The Greek government reacted strongly after Spanish Prime Minister Pedro Sánchez agreed with Turkish President Recep Tayyip Erdoğan to enhance their countries’ collaboration in the defence industry.
When the two leaders met in Ankara on Wednesday (17 November), Erdoğan praised Sánchez announcing armament programs in cooperation with Spain.
In particular, he reminded that Turkey, in cooperation with Spain, built the amphibious assault ship of the Turkish Navy “Anadolu”, which can be configured as a light aircraft carrier.
The Turkish President also proposed the construction of an even larger aircraft carrier for his country.
“Our goal is to build a large aircraft carrier. Maybe we will make efforts in the submarines field too. We will take these steps. There are many things we can do together in the defence industry,” Erdoğan said.
Erdoğan added that Spain’s stance toward Turkey should be viewed as a “role model” by other EU nations and expressed his satisfaction about the investments of more than 600 Spanish companies in Turkey.
“The presence of Spanish bank BBWA is the most concrete sign of confidence in Turkey,” he said.

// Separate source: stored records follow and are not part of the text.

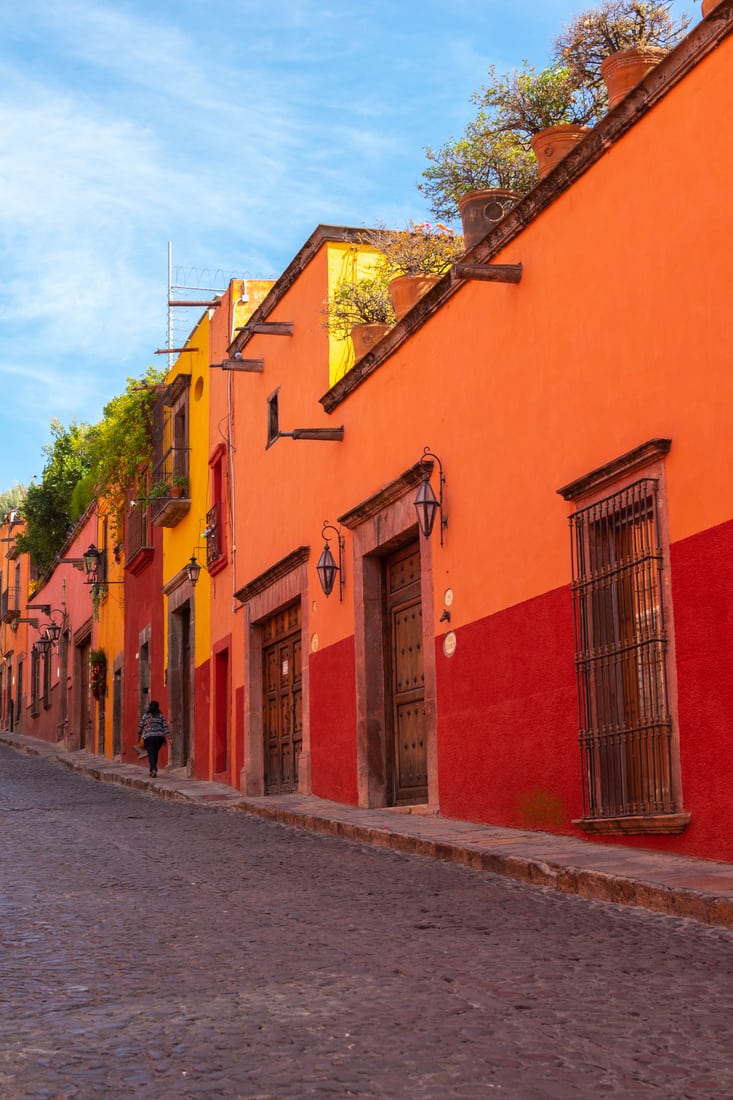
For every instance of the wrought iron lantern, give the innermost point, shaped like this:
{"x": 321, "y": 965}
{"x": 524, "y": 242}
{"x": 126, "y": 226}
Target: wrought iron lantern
{"x": 427, "y": 505}
{"x": 93, "y": 558}
{"x": 193, "y": 570}
{"x": 327, "y": 567}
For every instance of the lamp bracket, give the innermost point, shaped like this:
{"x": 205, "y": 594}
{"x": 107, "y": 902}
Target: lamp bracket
{"x": 334, "y": 433}
{"x": 487, "y": 273}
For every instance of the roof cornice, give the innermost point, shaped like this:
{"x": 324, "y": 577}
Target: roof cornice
{"x": 701, "y": 41}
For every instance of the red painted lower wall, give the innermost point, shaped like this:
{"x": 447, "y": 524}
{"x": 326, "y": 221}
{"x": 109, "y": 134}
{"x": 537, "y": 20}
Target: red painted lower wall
{"x": 507, "y": 735}
{"x": 702, "y": 594}
{"x": 332, "y": 689}
{"x": 239, "y": 734}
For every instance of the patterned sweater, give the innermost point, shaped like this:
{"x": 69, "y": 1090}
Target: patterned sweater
{"x": 153, "y": 725}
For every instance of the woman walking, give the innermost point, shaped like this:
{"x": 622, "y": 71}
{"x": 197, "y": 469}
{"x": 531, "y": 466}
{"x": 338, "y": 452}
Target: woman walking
{"x": 154, "y": 732}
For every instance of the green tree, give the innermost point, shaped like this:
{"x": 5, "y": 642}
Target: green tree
{"x": 612, "y": 25}
{"x": 483, "y": 157}
{"x": 120, "y": 446}
{"x": 48, "y": 507}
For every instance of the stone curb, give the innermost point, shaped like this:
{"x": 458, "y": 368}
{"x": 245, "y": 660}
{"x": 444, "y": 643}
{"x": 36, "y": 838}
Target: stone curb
{"x": 704, "y": 908}
{"x": 594, "y": 886}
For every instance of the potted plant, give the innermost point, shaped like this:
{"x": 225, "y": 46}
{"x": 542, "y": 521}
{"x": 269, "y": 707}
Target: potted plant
{"x": 178, "y": 485}
{"x": 551, "y": 108}
{"x": 413, "y": 260}
{"x": 98, "y": 673}
{"x": 480, "y": 177}
{"x": 616, "y": 43}
{"x": 160, "y": 490}
{"x": 360, "y": 308}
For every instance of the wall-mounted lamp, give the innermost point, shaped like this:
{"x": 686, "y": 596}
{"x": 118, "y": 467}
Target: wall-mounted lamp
{"x": 427, "y": 504}
{"x": 93, "y": 559}
{"x": 194, "y": 568}
{"x": 327, "y": 568}
{"x": 51, "y": 631}
{"x": 95, "y": 567}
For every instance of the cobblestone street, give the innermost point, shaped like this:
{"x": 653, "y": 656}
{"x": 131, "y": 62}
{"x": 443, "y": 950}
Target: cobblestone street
{"x": 171, "y": 950}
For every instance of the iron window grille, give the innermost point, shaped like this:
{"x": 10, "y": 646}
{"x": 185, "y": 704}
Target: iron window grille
{"x": 214, "y": 548}
{"x": 621, "y": 651}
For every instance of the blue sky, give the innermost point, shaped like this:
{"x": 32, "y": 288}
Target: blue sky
{"x": 230, "y": 129}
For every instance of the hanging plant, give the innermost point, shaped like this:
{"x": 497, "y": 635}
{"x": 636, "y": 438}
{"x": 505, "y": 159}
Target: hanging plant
{"x": 98, "y": 672}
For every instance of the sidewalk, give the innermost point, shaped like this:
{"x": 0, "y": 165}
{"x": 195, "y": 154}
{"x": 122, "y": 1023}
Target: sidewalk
{"x": 679, "y": 886}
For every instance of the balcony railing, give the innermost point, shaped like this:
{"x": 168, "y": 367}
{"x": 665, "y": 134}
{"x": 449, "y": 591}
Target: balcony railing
{"x": 214, "y": 541}
{"x": 170, "y": 499}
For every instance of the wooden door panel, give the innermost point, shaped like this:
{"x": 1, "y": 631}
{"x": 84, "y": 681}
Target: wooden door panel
{"x": 405, "y": 689}
{"x": 282, "y": 680}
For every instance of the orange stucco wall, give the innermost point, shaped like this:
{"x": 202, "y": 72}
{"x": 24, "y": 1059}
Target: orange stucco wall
{"x": 617, "y": 333}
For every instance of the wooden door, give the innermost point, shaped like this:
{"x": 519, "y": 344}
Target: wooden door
{"x": 282, "y": 704}
{"x": 405, "y": 678}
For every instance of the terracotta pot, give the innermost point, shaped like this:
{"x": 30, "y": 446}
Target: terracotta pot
{"x": 550, "y": 145}
{"x": 623, "y": 70}
{"x": 363, "y": 338}
{"x": 481, "y": 210}
{"x": 405, "y": 290}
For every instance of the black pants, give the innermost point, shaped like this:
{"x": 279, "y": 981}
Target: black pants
{"x": 153, "y": 746}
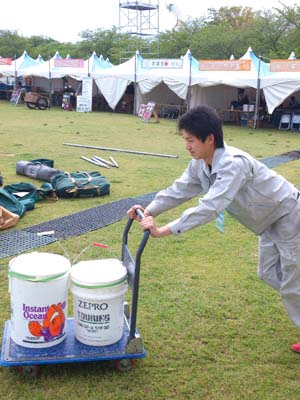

Spain has been opposing Greece’s request for EU sanctions against Turkey since the very beginning of the tensions in the Eastern Mediterranean over gas exploration activities.
Greece says Turkey had been violating the international law by conducting gas exploration activities in its territorial waters.
In October 2020, Greek foreign minister Nikos Dendias sent a letter to his counterparts from Germany, Spain, and Italy, pointing out the need to impose an arms embargo against Turkey.
According to official data of the Stockholm International Peace Institute, Spain and Italy are the main European suppliers of weapons to Turkey.
Particularly, for the 2015-2019 period, 43% of arms imports to Turkey came from Italy and Spain.
Athens, Spanish opposition ‘annoyed’
The Spanish-Turkish flirt has annoyed Athens.
Greek government spokesperson Giannis Oikonomou said it “goes without saying” that EU member states are bound by the decisions of the EU Council on matters concerning “relations with Turkey and the latter’s provocations and infringements of the international law”.
“The socialist Spanish prime minister should have taken into account the overall stance of the European Council,” the Greek official said.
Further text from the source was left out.